Take her! Yes, holsteins are usually a milk breed but, can be butchered too. That is what usually happens to the bull calves-steered, raised, butchered! Being a heifer calf you would also have the great advantage of if you should decide you want a milk cow, you have one. 

The fact that she is eating grain and hay good and is about 2 months means you could switch her to water instead of milk replacer. It also means the touchiest time with the calf is behind her. Oh, yes, being on a pail means she's drinking out of a bucket.

As for vet care, if she doesn't get sick you should be fine. If she gets sick post here and we can see if we can help. Yes, we will try to help you over any bumps or questions you have along the way. That is why we are here. To help each other. 

Age of processing depends on how big you want her.

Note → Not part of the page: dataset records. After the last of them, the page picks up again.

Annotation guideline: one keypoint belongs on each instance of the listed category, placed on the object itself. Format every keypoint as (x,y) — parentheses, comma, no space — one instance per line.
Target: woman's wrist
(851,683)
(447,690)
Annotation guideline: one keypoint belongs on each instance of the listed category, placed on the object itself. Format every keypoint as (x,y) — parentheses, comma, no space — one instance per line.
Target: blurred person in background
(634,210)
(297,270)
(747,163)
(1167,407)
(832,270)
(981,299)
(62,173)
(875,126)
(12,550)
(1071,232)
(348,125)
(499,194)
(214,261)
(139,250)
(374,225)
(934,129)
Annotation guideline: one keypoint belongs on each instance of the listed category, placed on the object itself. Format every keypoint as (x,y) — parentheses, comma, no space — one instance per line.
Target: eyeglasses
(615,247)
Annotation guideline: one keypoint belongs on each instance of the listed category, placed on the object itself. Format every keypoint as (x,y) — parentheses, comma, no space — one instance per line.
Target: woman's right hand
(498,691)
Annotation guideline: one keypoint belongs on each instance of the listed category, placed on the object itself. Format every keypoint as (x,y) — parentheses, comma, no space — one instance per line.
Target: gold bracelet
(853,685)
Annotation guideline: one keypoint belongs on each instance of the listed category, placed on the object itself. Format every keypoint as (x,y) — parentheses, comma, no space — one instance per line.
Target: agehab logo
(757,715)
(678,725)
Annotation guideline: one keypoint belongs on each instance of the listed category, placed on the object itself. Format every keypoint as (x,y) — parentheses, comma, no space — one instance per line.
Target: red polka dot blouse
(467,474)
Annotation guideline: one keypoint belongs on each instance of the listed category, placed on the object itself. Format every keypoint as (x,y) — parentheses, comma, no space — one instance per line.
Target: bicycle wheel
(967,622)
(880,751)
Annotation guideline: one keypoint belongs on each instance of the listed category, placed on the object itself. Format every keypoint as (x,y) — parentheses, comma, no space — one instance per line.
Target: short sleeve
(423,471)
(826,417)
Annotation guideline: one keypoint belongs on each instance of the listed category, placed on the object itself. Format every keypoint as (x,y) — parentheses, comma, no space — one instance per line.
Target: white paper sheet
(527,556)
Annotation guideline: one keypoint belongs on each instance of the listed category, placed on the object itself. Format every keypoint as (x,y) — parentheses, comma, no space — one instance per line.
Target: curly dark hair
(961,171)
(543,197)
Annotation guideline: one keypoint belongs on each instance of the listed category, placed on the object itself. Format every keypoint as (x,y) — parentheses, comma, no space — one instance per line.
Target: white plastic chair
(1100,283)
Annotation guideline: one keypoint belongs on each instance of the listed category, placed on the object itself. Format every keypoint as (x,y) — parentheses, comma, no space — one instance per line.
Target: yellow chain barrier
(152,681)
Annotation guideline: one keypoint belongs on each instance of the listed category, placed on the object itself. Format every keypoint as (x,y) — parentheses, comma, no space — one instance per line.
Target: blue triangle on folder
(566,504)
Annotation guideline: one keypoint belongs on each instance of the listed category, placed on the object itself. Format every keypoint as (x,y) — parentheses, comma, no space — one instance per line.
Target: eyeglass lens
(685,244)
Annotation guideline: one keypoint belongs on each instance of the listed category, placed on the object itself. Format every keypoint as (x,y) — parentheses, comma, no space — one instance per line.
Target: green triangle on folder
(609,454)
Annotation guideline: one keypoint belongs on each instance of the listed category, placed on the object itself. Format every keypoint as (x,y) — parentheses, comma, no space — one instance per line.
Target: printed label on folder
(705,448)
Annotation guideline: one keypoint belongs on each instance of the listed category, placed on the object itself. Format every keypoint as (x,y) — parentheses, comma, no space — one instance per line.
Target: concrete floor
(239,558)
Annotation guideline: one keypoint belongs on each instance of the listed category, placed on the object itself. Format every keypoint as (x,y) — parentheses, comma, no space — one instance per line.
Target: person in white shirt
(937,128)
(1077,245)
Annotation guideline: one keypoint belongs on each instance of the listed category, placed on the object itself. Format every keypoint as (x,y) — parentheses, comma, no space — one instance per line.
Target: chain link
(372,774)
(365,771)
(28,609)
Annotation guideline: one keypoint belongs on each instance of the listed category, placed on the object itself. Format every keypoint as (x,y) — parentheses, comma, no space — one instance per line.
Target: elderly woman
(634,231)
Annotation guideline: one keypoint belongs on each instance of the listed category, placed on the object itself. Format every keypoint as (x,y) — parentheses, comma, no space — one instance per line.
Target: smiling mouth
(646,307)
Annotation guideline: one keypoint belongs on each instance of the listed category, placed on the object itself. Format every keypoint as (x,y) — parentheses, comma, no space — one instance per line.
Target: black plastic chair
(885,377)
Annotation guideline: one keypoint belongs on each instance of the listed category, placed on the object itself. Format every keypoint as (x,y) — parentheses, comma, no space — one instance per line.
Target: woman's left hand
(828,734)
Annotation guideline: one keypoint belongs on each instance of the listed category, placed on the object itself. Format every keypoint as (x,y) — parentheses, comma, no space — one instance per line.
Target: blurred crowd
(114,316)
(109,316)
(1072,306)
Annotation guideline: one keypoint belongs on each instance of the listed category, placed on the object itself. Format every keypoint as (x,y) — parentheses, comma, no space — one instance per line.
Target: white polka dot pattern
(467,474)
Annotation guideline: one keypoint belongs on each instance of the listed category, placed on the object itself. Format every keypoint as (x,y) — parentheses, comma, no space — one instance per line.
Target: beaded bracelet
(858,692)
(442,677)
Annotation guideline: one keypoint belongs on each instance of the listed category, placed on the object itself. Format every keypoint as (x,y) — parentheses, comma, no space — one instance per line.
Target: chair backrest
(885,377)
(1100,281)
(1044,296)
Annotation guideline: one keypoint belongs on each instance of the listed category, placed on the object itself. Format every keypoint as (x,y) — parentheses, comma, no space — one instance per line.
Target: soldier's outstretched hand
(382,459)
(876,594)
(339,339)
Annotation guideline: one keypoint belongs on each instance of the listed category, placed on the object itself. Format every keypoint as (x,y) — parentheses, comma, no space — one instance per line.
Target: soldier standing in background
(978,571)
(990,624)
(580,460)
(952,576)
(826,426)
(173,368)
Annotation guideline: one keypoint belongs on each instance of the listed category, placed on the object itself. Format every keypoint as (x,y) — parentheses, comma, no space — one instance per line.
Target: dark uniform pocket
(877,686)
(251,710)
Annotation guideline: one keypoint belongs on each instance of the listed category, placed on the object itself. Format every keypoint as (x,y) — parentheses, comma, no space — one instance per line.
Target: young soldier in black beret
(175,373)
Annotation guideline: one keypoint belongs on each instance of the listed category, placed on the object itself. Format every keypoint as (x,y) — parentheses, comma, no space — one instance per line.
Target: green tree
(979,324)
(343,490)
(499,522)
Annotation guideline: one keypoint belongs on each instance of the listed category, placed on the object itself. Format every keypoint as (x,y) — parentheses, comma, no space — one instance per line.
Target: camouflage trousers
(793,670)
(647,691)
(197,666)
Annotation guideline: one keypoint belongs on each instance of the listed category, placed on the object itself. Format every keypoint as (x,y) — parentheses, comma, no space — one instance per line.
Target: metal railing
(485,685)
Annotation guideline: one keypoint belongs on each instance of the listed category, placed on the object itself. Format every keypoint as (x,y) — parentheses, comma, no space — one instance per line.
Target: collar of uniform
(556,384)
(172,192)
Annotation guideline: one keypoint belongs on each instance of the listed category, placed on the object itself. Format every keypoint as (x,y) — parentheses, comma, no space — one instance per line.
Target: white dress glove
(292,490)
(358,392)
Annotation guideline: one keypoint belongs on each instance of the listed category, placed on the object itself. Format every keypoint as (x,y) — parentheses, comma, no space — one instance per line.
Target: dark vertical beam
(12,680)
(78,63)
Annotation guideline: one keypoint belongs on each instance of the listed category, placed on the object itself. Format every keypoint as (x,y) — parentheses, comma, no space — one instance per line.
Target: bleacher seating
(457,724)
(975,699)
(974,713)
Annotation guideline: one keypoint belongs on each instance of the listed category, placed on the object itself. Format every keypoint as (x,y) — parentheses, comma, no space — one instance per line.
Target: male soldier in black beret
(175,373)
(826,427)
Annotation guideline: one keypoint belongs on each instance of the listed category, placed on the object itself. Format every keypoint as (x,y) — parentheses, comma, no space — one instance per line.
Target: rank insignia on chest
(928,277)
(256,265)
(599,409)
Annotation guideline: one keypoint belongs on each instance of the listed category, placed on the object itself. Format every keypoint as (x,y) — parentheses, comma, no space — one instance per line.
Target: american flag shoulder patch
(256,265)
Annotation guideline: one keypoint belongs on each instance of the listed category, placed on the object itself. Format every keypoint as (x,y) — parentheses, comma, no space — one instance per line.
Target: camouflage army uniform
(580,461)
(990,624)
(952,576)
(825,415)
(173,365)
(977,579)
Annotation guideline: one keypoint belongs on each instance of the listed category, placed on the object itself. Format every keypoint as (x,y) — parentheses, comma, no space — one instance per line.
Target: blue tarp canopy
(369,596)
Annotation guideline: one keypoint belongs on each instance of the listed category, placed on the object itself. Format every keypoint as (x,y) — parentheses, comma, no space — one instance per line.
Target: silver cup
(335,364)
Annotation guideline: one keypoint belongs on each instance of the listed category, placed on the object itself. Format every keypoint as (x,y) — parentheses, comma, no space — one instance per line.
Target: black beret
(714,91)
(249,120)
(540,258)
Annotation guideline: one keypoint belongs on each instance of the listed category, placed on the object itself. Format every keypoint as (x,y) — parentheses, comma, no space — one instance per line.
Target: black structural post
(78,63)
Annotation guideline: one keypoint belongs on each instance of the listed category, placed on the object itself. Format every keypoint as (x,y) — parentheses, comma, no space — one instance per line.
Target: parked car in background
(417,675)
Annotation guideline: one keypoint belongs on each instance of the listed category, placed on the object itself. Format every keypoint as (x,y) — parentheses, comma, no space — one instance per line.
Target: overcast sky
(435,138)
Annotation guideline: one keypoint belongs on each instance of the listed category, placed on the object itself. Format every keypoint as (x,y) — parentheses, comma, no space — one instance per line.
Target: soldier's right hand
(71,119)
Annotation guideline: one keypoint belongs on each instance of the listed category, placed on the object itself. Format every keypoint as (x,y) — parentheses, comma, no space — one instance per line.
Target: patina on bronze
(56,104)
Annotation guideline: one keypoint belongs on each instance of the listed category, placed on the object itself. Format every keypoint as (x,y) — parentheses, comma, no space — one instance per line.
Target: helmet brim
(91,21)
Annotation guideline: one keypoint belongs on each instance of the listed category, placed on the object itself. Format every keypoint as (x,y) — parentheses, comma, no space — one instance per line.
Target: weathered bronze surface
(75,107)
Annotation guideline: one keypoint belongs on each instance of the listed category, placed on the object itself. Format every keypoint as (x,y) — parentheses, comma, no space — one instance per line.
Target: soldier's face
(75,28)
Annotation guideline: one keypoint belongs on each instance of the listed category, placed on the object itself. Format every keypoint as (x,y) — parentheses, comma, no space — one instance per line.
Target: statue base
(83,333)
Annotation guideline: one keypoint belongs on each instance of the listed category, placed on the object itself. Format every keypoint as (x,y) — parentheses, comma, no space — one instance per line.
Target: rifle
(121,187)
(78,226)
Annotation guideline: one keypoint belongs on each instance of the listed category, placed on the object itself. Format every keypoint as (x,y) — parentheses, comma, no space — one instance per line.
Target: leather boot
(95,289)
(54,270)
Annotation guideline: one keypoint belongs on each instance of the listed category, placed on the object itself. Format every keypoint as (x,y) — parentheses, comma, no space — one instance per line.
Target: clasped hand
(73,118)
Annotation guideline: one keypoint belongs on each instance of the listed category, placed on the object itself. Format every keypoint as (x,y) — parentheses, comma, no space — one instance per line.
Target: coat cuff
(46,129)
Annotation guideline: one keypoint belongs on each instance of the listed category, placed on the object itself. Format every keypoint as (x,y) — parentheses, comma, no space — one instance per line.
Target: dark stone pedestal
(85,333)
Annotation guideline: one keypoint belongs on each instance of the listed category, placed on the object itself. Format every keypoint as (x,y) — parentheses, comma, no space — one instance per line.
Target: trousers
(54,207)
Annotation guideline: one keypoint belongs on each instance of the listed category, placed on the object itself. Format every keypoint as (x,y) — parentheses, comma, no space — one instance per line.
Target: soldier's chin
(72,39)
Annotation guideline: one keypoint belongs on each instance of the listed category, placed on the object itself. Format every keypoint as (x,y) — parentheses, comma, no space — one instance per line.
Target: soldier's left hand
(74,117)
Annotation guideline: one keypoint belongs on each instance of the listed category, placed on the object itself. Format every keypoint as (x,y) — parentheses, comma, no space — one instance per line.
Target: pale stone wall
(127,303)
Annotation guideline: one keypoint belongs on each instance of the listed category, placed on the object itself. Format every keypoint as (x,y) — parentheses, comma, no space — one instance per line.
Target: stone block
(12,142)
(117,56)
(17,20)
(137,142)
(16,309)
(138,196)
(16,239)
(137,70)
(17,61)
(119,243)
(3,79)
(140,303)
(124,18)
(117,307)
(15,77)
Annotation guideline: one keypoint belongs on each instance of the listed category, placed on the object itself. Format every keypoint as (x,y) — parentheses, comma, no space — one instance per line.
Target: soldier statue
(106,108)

I have a BIL that raises steers-some holstien, some holstein/milking shorthorn cross, and I guess a few holstein/jersey cross and they usually send them on at roughly a year. They corn feed and those guys are ready to go. I have read that for say your calf you would figure a year from this fall so you can take advantage of not only this year's pasture grass but, next year's too.


----------



## MReit (Apr 27, 2009)

wow!  DON'T butcher her!! You can sell her for so much more! Get her a lil pasture friend and butcher that one if you want the meat  Hols can be bred as early as a year, so you could sell her then, or keep her, breed her A.I. and sell her as a springer you could get even more $$.


----------



## Farmer Kitty (Apr 27, 2009)

MReit said:
			
		

> wow!  DON'T butcher her!! You can sell her for so much more! Get her a lil pasture friend and butcher that one if you want the meat


That depends on the market where she is at. You and I are in dairy farm country, she's not. 

But, yes, check your markets and see. Either way take her.


----------



## Thewife (Apr 27, 2009)

I'd take her!


----------



## MReit (Apr 27, 2009)

Farmer Kitty said:
			
		

> MReit said:
> 
> 
> 
> ...


True..we are lucky in a way, but then again not if we want to buy dairy calves..lol


----------



## wynedot55 (Apr 27, 2009)

hol heifer calves bring big money round here.


----------



## Jae~b (Apr 27, 2009)

Wow, thanks for the warm welcome here  . I went to see the cows this morning and I can't believe it but this sweet woman told me I could have any one of the three calves she has . So decisions decisions. She has a 4 month old Hol heifer, a 3 month old Hol steer and a 3 month old Brangus heifer. I am leaning towards the Brangus because of the meat but I just don't know enough about all  this. I think I need a crash course in Cow~ology. 

I checked the poo in the paddock area and none seems to be loose or liquidy. All of them were bright eyed and curious about me. The little guy Holstein is the one I instantly fell in love with but is that really the right choice for a meatie? 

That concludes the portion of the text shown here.